D was convicted of aggravated robbery and sentenced to 25 years’ imprisonment. D appealed that the trial court erred in (1) denying his motion to suppress his statements because he invoked his right to counsel and to remain silent, and (2) admitting evidence of extraneous bad acts during the punishment phase because its probative value was substantially outweighed by unfair prejudice. COA affirmed D’s conviction, but reversed his sentence and remanded for a new punishment trial.
“We are to evaluate whether Beham’s right to counsel was invoked based on the totality of the circumstances. . . . Beham signed a document stating that he understood and waived his rights, including his right to counsel. A review of the recorded interview fails to reveal an unambiguous request for counsel. Beham’s first statement, that he was ‘gonna try to see if [he] could get a lawyer’ fails to definitively request counsel. In his second statement, he said, ‘Aaahh, I [unintelligible] want to talk to the lawyer and see what’s going on.’ However, the unintelligible word or words could have been any number of different words, and because the statement is open to two or more reasonable interpretations, it is ambiguous. When [detective] again asked whether Beham wanted to talk, reminding him that he could terminate the interview at any time, rather than clearly invoking his right to counsel, Beham said he would see what [detective] had to say first.”
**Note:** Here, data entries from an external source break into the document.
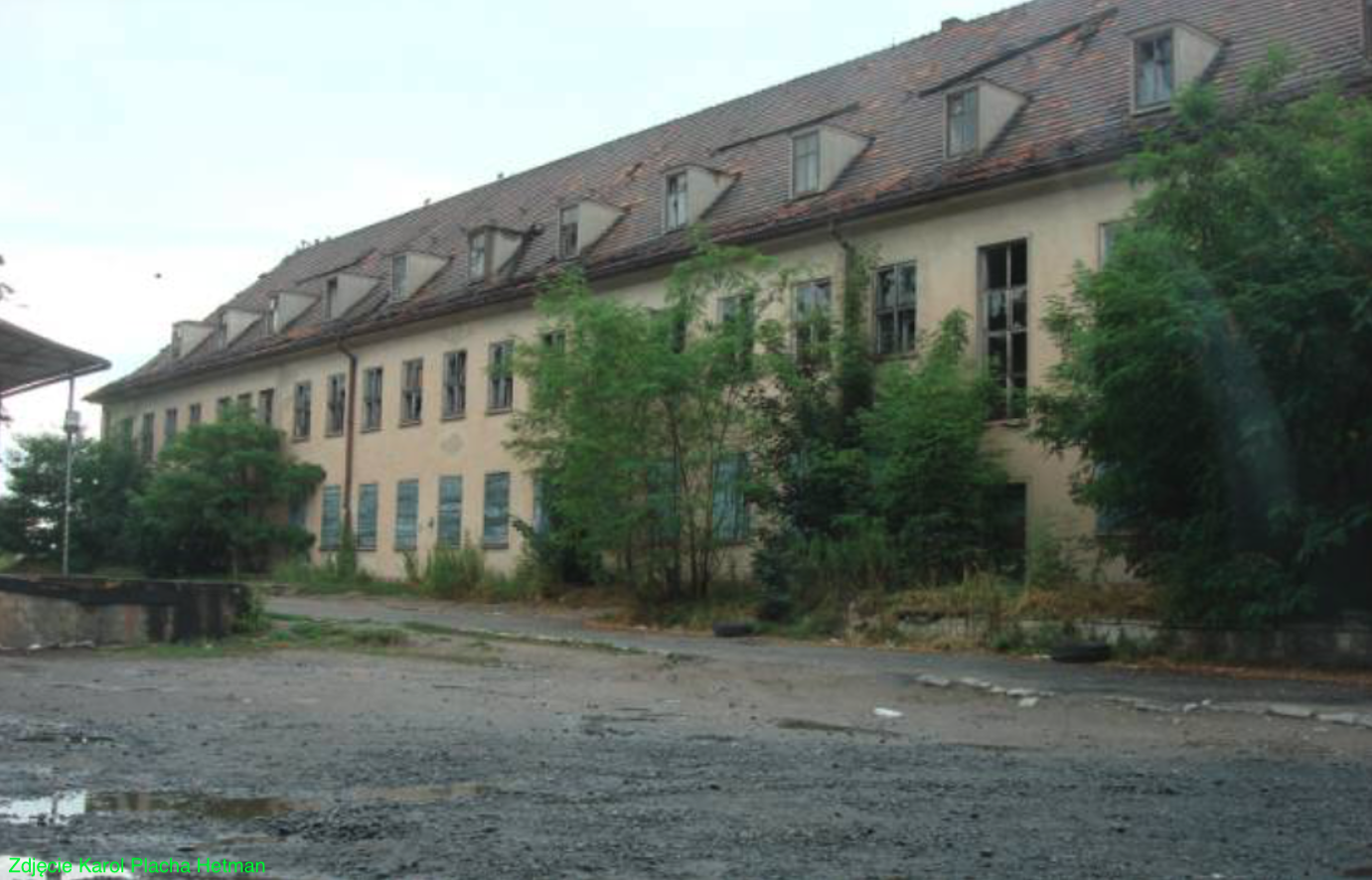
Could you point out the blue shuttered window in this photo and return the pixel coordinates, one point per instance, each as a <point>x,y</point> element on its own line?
<point>406,514</point>
<point>449,512</point>
<point>496,519</point>
<point>730,512</point>
<point>331,518</point>
<point>367,515</point>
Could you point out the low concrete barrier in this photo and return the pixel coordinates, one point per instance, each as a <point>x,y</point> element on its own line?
<point>47,612</point>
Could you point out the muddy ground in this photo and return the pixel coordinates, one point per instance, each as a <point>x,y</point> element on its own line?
<point>458,756</point>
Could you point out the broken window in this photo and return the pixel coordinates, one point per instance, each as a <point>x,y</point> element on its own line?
<point>406,514</point>
<point>962,122</point>
<point>301,414</point>
<point>449,512</point>
<point>811,320</point>
<point>1154,71</point>
<point>677,205</point>
<point>804,163</point>
<point>337,404</point>
<point>496,515</point>
<point>567,240</point>
<point>895,310</point>
<point>368,497</point>
<point>501,367</point>
<point>454,384</point>
<point>372,399</point>
<point>411,392</point>
<point>1004,324</point>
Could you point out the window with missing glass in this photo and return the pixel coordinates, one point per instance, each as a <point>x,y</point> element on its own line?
<point>372,378</point>
<point>411,392</point>
<point>1154,71</point>
<point>962,122</point>
<point>454,384</point>
<point>811,318</point>
<point>1004,324</point>
<point>677,205</point>
<point>895,309</point>
<point>337,406</point>
<point>804,163</point>
<point>501,375</point>
<point>568,241</point>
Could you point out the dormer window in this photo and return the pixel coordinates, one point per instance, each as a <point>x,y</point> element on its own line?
<point>804,163</point>
<point>1167,60</point>
<point>962,122</point>
<point>1154,71</point>
<point>677,212</point>
<point>567,231</point>
<point>478,249</point>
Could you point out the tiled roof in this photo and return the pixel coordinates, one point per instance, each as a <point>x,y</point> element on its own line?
<point>1070,58</point>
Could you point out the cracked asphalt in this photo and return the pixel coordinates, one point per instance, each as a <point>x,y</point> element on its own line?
<point>558,750</point>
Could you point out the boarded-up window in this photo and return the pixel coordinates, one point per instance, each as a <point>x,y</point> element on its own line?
<point>730,505</point>
<point>496,515</point>
<point>449,512</point>
<point>367,515</point>
<point>331,518</point>
<point>406,514</point>
<point>454,384</point>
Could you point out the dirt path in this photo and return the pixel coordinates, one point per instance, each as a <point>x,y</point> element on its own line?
<point>478,757</point>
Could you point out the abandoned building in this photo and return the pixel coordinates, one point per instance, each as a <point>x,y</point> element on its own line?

During D’s trial for capital murder and aggravated assault, even though the jury charge did not apprise the jury of the proper unanimity requirement as it did not specify the killing of any one of the deceased as the predicate murder and did not require the jury to specify which two or more of the deceased they agreed D murdered, the error was not egregious. Saenz v. State, No. 04-12-00238-CR (Tex.App.—San Antonio Aug 26, 2015).
Five patients died and five or more patients suffered episodes of unexplained illnesses and cardiac arrest while undergoing dialysis treatment; D, a nurse employed at the dialysis clinic, was charged with five counts of aggravated assault involving five separate individuals and one count of capital murder also involving five different individuals. A jury found D guilty of capital murder and three counts of aggravated assault. In 2014, this court overruled each of D’s twenty-one issues and affirmed the trial court. CCA reversed this court’s holding regarding the jury charge and remanded for an egregious harm analysis under Almanza v. State, 686 S.W.2d 157 (Tex.Crim.App. 1985) (op. on reh’g).
COA held the record did not establish egregious harm, and affirmed the trial court. The state of the evidence and the record as a whole substantially supported a finding of guilt with regard to each of the five capital murder victims, although both the jury charge and argument of counsel weighed in favor of egregious harm as the prosecutor exacerbated the error by telling the jury it need not agree as to the same two victims; the record clearly supported that any of the five victims could have served as the predicate murder as each murder was based on similar factual situations, and the jury rejected D’s ultimate defense by finding D guilty on three aggravated assault charges.